The Panorama of Possession in the Sanskrit Epics
THE TWO GREAT SANSKRIT EPICS, THE MAHĀBHĀRATA (MBh) and the Rāmāyaṇa (Rām), contain extensive material for the study of possession. The MBh, the initial complete text of which was probably completed between the second and fourth centuries C.E.,1 contains the bulk of this material. It may be argued that the entire plot of the epics, particularly the MBh, is advanced through curses, boons, adventitious synchronicities, and other acts of subtle intervention, as well as by extraordinary acts of various gods and surreptitious identity shifts, including some involving possession.2 The material is practically endless; thus an accounting and analysis of it takes on the dimensions of an ethnography, for here, among all Sanskrit source material, the text approaches thick description. For this reason, the MBh assumes a major role in the remaining analysis throughout this volume and is viewed as instrumental in determining the direction of the linguistic and psychological discourse of possession in India for (at least) the two millennia since its composition. The discussion here, however, must be limited to a few important episodes.

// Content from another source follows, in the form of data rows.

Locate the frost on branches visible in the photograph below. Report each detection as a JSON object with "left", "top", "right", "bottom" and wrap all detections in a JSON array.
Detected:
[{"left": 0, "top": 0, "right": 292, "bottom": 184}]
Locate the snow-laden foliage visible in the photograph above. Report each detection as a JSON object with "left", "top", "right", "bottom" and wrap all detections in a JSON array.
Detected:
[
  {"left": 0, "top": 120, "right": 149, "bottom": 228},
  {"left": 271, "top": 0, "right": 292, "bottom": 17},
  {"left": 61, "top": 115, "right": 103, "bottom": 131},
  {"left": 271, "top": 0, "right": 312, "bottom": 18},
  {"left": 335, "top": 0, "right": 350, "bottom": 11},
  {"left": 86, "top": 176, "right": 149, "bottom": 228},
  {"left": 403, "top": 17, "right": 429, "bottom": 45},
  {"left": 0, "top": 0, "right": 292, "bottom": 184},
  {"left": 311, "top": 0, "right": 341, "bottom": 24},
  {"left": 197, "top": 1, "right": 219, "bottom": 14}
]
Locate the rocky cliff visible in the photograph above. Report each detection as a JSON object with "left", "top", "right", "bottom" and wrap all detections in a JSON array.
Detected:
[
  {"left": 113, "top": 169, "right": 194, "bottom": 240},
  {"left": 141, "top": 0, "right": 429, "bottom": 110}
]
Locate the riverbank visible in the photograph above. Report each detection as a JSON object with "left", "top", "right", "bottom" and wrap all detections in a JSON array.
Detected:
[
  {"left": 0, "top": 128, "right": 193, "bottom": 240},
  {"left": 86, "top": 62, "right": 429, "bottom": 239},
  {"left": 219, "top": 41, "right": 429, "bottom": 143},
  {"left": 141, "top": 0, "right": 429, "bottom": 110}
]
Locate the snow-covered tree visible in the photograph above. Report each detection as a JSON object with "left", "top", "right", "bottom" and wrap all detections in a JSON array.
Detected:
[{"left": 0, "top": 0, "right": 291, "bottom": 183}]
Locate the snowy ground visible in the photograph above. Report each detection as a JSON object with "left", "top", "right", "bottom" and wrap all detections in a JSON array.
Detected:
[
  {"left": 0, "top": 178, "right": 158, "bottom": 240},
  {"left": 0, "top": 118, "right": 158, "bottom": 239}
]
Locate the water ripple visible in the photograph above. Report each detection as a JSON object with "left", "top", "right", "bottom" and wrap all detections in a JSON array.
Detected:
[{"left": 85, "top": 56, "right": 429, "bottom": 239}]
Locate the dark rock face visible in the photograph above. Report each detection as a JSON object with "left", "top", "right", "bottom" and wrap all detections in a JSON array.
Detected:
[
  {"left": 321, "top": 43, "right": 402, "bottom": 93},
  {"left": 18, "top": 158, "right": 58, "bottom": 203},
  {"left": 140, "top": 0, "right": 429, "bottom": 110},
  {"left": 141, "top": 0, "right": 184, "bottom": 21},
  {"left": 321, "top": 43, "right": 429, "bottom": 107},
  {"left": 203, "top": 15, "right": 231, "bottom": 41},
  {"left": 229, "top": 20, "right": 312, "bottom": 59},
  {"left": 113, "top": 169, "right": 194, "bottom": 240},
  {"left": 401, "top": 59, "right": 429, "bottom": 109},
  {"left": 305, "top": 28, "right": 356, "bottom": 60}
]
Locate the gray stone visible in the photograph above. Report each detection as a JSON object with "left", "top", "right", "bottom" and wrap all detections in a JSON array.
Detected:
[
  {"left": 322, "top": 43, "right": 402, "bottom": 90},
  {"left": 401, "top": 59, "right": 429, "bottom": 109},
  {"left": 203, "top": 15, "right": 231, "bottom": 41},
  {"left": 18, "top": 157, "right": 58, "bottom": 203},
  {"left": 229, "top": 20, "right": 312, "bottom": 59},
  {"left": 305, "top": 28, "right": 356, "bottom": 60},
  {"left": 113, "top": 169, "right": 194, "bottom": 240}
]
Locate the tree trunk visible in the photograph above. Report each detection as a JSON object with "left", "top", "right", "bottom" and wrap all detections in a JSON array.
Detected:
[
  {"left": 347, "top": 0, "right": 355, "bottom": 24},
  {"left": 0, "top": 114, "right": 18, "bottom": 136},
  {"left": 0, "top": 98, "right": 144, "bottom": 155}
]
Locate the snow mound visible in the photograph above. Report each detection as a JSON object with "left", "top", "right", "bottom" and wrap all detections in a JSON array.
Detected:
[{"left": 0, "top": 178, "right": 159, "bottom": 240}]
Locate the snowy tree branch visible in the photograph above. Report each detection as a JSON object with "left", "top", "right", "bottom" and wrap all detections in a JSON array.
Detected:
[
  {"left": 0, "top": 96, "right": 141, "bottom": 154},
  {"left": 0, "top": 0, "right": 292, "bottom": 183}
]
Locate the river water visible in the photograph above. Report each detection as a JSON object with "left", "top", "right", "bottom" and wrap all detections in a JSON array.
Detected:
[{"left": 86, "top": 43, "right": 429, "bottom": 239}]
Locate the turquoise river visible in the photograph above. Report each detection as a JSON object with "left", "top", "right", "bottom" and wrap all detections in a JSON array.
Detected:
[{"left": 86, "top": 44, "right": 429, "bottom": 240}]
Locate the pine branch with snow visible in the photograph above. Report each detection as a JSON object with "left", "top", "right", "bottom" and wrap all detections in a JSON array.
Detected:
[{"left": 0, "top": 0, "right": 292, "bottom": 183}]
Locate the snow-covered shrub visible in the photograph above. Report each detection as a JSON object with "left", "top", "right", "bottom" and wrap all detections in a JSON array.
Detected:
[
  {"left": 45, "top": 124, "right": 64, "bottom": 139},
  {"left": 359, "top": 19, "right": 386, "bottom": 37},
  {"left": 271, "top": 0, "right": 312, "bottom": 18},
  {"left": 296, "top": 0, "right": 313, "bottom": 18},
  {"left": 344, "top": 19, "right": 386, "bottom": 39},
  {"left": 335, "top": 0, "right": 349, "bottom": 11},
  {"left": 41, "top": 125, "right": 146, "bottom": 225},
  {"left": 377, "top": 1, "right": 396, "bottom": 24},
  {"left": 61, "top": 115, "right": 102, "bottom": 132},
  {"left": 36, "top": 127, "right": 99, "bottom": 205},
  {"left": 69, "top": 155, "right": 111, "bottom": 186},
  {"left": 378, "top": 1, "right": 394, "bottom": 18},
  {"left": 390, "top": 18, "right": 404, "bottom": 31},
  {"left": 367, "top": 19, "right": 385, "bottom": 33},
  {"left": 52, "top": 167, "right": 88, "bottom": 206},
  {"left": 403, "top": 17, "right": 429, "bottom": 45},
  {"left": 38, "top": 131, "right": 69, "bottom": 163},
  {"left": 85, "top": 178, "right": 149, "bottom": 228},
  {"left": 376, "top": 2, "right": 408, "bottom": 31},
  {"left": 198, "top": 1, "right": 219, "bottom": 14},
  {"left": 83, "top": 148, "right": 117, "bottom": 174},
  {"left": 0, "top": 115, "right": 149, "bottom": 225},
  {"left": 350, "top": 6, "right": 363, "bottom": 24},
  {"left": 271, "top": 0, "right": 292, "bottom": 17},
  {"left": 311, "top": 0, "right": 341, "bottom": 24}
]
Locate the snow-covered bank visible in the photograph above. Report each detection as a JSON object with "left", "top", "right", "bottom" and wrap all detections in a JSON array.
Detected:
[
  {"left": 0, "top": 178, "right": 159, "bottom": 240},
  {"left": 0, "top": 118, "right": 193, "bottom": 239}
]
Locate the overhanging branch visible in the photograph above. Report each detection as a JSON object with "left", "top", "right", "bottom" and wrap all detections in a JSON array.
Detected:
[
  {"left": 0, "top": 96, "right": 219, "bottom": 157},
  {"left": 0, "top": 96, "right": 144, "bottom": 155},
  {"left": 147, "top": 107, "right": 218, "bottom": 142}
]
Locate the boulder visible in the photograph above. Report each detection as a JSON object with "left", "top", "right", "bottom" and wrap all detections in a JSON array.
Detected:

Before introducing the stories themselves, it is necessary to provide a general outline of the vocabulary and ideology of possession in the epics. Possession of most of the varieties discussed in this volume, except perhaps of soma and the initiatory possession characteristic of Tantra, appears in the epics. Instances of āveśa, samāveśa, praveśa, and grahaṇa abound. Possession of human bodies, dead and alive, by yogins, deities incarnating in kings, possession as intense emotion, devotional and oracular possession, and demonic, disease-producing possession are all attested. Indeed, an entire demonology appears in the Vanaparvan, which we look at in due course.